Joe Lohta said he was “shocked” when he of learned the situation and slammed the Metro-North rail line for its lack of action in disciplining supervisor Richard Ranallo.
“Those who decide to wear blackface are maintaining I believe a legacy of marginalizing and dehumanizing African Americans,” Lhota said in a statement earlier this week. “The employee in question was, and still is, represented by a union.”
“We will work with our labor partners to ensure that all understand what our expectations are and that actions like this, they understand, are unacceptable and that employees that participate in actions like this – and those employees who cover up actions like this – have no place at the MTA,” he continued.

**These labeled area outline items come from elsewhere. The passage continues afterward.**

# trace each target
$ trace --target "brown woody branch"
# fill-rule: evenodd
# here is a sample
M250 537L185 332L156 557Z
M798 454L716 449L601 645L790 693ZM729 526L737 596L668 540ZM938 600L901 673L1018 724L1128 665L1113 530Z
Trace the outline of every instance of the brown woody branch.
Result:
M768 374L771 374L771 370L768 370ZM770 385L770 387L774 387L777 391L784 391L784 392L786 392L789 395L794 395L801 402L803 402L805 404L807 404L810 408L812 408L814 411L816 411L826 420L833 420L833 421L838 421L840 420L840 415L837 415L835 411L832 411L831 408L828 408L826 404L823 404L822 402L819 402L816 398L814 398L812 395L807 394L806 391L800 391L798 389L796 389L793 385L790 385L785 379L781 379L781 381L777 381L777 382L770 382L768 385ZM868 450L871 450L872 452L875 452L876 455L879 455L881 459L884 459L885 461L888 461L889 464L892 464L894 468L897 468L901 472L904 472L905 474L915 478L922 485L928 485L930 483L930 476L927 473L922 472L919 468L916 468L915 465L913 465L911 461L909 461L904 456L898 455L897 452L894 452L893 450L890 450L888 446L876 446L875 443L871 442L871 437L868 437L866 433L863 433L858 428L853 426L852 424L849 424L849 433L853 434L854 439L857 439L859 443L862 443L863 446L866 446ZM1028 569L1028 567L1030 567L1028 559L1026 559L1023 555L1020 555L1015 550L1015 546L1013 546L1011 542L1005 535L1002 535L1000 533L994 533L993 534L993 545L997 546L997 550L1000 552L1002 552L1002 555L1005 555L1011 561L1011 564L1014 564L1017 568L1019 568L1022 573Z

An exclusive report by NBC 4 New York’s I-Team revealed that Ranallo landed a promotion to his current position in 2014 even after several employees reported the blackface photos company supervisors. The photos, shot at a private Halloween party in 2013 and posted to Facebook, showed Ranallo sporting a jockey uniform “reminiscent of the Black jockey that people used to put on their lawns” and carrying what looked like a railroad style lantern.
His face was covered in dark makeup.
“It’s kind of like wearing a KKK outfit, just kind of screams at you,” retired Metro-North employee Randy Morgan told the I-Team. ” … It’s not funny. Racism isn’t something that people wear proudly. It’s kind of insidious.”
After seeing the photos, Morgan said he took his complaints to an assistant of Ranallo’s boss, who said they were aware of the pictures. Morgan, who worked at Grand Central Station at the time, also complained to the railroad’s “Equal Employment and Diversity” office. An ex-employee of that office confirmed Morgan’s complaint with the I-Team, noting that four other employees had complained as well.
” …It was a hurtful feeling to see someone, especially a supervisor, displaying that kind of behavior,” said electrical foreman John Barrow, who was among the workers who reported the blackface pictures. He said he took his complaints to his direct supervisor, who said he would look into it.
Eight months later, employees were shocked to learn that Ranallo had been promoted to general manager, managing additional workers and keeping his $200,000 per year salary. The only punishment he received for the photos was being ordered to remove them from social media and participating in five days of sensitivity training, according to Metro-North.
Morgan said news of the promotion sent the message that Ranallo was “untouchable.”
“What it says to me is, you bring it up, and there’s that target on your back,” said told the news station.
Barrow echoed a similar feeling, recalling a comment Ranallo directed at him after he reported the photos.
“He said, ‘Don’t feel that you guys, now or in the future, are entitled to an interview,'” Barrow said. He told the I-Team he plans to sue for retaliation.
Metro-North’s brand new president Cathy Rinaldi said she just learned of the photos last week, but made it a point to issue a statement denouncing Ranallo’s offensive conduct.
” … I want to be very clear that I find this type of conduct shocking and completely unacceptable,” she wrote in a letter to employees, dated June 19. “It is a betrayal of our core values of respect, honesty, and pride.”
“I want to be very clear that employees have a right to report their concerns and that retaliation against anyone making such a report will not be tolerated,” she continued.
When asked why Ranallo wasn’t fired over the photos, Rinaldi replied, “This is five years ago. I really can’t look back and second-guess the decisions that were made at this time.”